1. Field of the Invention
The present invention relates to a production method and a production apparatus for a rotor which is produced by combining a slot insulator and a coil bar to a rotor core.
2. Description of Related Art
Japanese Patent Application No. 7-326983 (U.S. patent application Ser. No. 08/574,033) discloses a method of integrating or assembling coil bars (lower layer coil bars and upper layer coil bars) each in a channel-like shape having a linear coil trunk and a pair of coil arms and slot insulators (lower layer slot insulators and upper layer slot insulators) for insulating the coil trunks inserted into slots of a rotor (armature) core from the armature core, to the armature core.
However, according to the above integrating method, there poses the following problem in order to insert the coil trunks of the coil bars into the slots after inserting the slot insulators into the slots of the armature core.
That is, the slot insulators are not positioned in the axial direction in respect of the slots of the armature core and therefore, the slot insulators may be shifted in the axial direction in the slots.
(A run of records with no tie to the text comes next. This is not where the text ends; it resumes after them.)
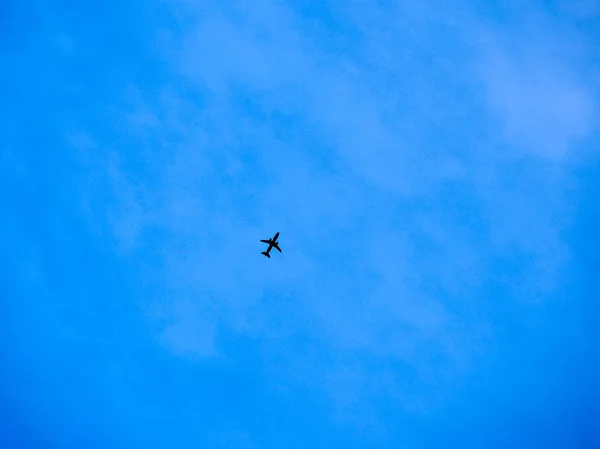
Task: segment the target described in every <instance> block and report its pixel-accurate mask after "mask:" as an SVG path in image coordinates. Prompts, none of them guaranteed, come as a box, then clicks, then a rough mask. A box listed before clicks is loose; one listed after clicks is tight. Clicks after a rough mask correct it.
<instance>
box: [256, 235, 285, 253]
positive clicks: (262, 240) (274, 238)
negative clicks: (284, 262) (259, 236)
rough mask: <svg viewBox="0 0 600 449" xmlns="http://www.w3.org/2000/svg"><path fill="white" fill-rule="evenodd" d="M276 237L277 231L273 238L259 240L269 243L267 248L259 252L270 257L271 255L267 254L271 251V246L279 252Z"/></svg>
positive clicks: (277, 242) (279, 249)
mask: <svg viewBox="0 0 600 449" xmlns="http://www.w3.org/2000/svg"><path fill="white" fill-rule="evenodd" d="M277 237H279V232H278V233H277V234H275V237H273V239H269V240H261V242H263V243H268V244H269V248H267V250H266V251H263V252H262V253H261V254H264V256H265V257H268V258H269V259H270V258H271V255H270V254H269V253H270V252H271V248H273V247H275V249H276V250H277V251H279V252H281V248H280V247H279V243H278V242H277Z"/></svg>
In this case, for example, in respect of the lower layer slot insulator, the length in the axial direction is substantially equal to the length of the slot (length of armature core in the axial direction) plus a thickness of a pair of disk-like inner side insulators and therefore, when the lower layer slot insulator is shifted in the axial direction at inside of the slot, one end of the lower layer slot insulator is projected from either of end faces of the pair of disk-like inner side insulators arranged at both end faces of the armature core. When the lower layer coil bar is made to be inserted into the slot under this state, as shown in FIG. 46, a coil trunk 8b of a lower layer coil bar 8 may interfere with the projected one end of the lower layer slot insulator 4 and a coil arm 8a may not be inserted into a slot 3a with certainty.
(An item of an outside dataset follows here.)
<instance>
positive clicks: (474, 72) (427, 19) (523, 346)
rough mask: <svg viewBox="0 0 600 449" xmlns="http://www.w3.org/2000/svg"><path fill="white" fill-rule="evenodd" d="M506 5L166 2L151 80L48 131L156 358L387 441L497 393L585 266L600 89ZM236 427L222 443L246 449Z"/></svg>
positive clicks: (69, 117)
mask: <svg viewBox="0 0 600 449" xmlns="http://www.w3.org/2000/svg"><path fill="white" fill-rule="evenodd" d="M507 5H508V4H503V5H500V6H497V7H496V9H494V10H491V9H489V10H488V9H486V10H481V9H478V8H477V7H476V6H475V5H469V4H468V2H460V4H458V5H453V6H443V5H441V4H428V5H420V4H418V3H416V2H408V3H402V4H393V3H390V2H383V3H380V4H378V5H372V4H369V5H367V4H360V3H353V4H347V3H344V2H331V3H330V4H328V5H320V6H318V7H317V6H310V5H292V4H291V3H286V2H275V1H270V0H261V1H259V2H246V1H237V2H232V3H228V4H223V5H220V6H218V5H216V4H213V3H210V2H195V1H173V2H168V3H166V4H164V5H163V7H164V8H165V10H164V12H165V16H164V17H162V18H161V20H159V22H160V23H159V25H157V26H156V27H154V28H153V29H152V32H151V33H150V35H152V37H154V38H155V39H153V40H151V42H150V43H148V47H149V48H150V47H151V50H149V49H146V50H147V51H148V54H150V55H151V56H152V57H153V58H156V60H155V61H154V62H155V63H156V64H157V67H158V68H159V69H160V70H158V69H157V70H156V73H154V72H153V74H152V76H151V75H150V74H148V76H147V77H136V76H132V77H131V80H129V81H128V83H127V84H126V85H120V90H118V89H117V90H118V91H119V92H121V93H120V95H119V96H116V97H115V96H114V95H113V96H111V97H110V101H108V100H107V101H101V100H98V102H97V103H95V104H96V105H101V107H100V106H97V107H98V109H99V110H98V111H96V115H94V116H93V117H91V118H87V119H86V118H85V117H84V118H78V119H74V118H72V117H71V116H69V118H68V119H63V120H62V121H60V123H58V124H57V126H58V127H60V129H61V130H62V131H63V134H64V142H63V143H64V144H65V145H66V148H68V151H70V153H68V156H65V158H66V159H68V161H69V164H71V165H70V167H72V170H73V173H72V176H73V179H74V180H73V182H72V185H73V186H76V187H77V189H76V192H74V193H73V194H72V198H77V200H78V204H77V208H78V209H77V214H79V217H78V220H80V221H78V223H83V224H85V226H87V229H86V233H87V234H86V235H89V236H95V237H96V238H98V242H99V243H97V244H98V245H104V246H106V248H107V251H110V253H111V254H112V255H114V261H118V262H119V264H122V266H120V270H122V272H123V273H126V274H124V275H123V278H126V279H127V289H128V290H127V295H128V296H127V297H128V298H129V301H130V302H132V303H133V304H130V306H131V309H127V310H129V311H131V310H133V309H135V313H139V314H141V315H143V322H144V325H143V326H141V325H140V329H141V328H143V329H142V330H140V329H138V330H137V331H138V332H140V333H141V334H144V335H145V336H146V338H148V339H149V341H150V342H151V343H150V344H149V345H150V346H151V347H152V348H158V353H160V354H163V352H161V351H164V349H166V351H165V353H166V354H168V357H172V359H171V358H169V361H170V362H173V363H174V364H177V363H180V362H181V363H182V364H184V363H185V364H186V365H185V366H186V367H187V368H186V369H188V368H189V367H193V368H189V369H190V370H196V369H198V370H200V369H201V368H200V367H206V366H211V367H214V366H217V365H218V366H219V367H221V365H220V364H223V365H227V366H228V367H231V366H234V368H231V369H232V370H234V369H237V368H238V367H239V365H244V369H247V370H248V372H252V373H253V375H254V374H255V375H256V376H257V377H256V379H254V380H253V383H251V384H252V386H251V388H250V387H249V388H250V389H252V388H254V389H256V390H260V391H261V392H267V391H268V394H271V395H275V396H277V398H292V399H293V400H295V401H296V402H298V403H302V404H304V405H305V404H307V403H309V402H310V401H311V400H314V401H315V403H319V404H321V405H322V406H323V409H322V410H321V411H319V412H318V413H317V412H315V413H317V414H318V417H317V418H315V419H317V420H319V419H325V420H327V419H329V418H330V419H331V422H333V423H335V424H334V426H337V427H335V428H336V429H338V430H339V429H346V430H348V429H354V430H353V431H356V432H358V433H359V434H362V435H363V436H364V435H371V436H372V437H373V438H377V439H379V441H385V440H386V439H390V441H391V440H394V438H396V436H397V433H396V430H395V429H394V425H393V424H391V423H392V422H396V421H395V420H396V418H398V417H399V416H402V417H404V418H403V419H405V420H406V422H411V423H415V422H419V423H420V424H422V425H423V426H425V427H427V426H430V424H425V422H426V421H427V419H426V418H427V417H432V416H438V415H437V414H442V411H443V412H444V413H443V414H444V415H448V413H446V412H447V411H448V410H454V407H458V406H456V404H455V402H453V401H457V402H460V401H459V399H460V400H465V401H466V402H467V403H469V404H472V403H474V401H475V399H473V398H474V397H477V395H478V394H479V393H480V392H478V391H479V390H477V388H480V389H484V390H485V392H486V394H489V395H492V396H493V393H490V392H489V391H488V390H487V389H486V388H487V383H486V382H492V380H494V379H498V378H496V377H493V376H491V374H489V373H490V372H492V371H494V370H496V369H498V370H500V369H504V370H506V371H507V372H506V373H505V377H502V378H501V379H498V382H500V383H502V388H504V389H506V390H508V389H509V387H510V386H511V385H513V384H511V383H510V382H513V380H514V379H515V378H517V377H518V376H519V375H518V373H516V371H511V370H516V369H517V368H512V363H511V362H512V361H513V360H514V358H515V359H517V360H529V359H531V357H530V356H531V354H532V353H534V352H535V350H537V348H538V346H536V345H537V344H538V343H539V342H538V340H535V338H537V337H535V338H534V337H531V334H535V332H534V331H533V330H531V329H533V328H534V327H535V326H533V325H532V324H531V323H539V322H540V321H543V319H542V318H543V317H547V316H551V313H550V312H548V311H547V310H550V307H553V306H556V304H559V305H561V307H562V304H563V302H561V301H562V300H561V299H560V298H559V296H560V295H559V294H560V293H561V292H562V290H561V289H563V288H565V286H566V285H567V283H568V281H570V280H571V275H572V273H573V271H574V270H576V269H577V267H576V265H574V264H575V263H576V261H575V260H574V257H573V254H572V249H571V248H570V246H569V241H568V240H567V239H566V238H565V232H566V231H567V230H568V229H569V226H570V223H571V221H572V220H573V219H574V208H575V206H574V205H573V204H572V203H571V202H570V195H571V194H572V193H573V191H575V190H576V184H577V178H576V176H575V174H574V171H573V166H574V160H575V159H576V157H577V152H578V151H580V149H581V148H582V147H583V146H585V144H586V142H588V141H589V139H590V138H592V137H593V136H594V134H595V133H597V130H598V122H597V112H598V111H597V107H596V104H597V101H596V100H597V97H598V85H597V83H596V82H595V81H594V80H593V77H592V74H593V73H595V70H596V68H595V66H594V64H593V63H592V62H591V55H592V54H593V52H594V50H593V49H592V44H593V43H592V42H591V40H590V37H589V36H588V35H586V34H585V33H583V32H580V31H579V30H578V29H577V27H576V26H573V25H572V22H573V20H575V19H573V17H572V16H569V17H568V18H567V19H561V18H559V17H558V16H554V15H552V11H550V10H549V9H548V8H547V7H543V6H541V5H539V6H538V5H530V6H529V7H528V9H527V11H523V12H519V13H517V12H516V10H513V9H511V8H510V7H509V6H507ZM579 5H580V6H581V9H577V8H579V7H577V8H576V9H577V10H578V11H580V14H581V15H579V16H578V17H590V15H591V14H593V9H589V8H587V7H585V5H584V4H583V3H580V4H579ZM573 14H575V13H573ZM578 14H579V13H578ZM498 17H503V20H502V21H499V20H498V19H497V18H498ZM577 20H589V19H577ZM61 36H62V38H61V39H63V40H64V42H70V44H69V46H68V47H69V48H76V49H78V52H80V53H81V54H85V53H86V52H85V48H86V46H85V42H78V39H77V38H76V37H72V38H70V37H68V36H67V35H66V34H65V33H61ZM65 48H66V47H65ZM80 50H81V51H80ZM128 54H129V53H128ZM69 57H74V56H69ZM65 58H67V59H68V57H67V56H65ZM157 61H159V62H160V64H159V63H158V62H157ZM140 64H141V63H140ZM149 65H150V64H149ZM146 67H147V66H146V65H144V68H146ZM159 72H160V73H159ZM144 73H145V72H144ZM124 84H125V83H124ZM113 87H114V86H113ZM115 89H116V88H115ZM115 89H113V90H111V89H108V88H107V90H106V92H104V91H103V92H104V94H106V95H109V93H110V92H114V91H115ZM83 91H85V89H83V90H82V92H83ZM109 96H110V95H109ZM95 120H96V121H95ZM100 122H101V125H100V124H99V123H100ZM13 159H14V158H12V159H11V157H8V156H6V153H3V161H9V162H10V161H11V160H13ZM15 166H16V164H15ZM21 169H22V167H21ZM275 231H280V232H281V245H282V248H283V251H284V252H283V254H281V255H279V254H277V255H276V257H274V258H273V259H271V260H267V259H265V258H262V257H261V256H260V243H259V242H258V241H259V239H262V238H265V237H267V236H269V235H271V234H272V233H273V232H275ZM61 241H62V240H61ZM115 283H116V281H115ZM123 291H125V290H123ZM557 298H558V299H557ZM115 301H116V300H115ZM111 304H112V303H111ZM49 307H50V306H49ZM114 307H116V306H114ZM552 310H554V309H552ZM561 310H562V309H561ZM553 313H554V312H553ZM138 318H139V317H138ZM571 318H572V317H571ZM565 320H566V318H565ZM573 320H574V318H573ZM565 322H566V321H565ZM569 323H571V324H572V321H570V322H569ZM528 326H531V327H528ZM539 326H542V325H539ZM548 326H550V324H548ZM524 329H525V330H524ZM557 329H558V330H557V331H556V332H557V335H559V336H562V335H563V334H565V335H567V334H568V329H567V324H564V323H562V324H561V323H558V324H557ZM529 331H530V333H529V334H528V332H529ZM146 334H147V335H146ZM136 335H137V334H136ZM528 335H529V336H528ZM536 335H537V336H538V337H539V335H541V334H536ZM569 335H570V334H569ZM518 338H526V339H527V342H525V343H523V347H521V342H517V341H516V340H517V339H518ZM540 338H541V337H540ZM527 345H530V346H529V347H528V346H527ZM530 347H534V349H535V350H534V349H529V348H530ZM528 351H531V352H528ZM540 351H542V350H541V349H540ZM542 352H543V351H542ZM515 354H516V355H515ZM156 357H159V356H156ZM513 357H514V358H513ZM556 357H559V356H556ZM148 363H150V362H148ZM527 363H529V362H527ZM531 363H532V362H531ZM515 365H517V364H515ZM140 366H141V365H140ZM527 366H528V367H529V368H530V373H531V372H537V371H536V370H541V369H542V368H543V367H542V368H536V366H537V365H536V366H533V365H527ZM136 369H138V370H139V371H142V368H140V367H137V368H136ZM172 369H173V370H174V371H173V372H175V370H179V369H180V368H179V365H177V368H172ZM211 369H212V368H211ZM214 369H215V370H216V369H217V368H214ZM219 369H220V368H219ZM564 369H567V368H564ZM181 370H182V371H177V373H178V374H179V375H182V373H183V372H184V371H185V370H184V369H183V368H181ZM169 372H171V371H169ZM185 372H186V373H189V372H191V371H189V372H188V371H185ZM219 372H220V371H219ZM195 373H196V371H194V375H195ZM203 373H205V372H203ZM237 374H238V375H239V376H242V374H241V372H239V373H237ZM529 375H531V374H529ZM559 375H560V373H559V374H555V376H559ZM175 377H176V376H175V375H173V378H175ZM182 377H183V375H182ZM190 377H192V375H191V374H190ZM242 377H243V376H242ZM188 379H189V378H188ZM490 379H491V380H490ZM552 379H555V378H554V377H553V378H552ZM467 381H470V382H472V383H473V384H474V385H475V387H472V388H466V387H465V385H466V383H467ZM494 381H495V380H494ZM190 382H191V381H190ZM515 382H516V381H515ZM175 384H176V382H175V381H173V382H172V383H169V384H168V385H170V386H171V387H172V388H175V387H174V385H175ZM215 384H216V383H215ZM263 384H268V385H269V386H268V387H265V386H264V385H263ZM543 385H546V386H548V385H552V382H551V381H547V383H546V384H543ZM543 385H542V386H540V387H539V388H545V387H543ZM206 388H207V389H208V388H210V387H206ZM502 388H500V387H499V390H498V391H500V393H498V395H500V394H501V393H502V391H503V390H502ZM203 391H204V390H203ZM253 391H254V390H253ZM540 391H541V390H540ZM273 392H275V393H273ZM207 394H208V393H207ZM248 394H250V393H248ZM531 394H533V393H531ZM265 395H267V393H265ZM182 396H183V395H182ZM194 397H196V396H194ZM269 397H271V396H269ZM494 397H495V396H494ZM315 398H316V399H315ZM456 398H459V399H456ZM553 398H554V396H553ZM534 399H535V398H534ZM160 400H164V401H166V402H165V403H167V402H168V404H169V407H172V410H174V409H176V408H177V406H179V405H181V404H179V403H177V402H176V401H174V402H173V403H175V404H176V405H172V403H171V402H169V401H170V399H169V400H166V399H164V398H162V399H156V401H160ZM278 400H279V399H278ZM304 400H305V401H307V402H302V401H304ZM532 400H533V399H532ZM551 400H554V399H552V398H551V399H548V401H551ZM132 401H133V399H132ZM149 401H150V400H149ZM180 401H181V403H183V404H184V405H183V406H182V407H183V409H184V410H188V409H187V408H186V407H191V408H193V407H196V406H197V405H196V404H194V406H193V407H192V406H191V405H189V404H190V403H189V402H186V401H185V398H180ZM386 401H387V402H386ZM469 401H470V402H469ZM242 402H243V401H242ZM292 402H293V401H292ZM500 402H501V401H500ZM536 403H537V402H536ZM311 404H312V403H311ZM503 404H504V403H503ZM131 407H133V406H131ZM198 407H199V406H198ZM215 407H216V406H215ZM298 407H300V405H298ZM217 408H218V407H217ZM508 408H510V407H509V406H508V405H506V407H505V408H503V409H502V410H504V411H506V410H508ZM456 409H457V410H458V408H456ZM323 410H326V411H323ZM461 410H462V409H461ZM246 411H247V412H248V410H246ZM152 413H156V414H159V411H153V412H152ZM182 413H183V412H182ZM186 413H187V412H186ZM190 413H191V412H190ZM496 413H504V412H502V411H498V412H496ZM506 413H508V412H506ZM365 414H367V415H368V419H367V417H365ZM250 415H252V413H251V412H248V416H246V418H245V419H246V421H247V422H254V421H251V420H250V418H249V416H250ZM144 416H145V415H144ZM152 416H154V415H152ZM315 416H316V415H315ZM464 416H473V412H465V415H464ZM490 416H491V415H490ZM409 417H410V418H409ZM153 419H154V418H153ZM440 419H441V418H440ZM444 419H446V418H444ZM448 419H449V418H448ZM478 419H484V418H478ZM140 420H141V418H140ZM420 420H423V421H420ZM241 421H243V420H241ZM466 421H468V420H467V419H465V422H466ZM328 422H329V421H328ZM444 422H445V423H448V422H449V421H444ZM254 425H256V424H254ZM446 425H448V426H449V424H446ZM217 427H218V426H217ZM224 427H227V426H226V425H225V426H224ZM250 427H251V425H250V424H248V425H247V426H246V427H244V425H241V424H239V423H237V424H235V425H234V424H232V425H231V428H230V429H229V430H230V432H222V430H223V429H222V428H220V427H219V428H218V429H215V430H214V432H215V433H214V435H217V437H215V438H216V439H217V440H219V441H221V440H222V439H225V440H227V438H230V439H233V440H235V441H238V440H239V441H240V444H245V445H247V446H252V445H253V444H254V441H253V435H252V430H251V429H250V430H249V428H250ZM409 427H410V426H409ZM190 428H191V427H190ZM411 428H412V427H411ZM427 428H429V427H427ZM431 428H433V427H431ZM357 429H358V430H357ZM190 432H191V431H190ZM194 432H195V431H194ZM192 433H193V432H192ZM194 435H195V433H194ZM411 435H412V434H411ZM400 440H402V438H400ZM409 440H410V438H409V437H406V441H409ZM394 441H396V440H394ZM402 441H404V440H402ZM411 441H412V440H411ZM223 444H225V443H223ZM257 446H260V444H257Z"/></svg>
Particularly, when the length of the lower layer slot insulator in the axial direction is set to be slightly larger than the length of the lower layer coil trunk, the influence by the shift of the lower layer slot insulator in the axial direction becomes significant. As a result, when, for example, the lower layer slot insulator is produced by a soft material in a thin film shape, it is conceivable that the lower layer slot insulator may be deformed or destructed easily by the interference with the coil arm.
Further, when the slot insulator is integrated to shift in the axial direction in respect of the slot, although one end of the slot insulator in the axial direction is projected from the end face of the armature core, the other end of the slot insulator is recessed from the end face of the armature core and therefore, the wall face of the slot is exposed and the insulation in respect of the coil trunk cannot be ensured.
Further, although a method of positioning the slot insulator in the axial direction in respect of the slot by arranging a positioning member on the side of the end face of the armature core and bringing one end of the slot insulator in contact with the positioning member, is possible, when the slot insulator is produced by a soft material in a thin film shape, the rigidity of the slot insulator is deficient and therefore, the accurate positioning may not be carried out since the side of the one end of the slot insulator which is brought into contact with the positioning member is deformed. When the coil trunk is inserted into the slot under this state, the coil arm interferes with the deformed portion of the slot insulator and the coil trunk cannot be integrated into the slot with certainty. Further, when the slot insulator is shifted in the axial direction in accordance with the deformation of the one end side, the other end side of the slot insulator is recessed into the slot and the wall face of the slot is exposed and therefore, the coil trunk may not be insulated from the armature core with certainty.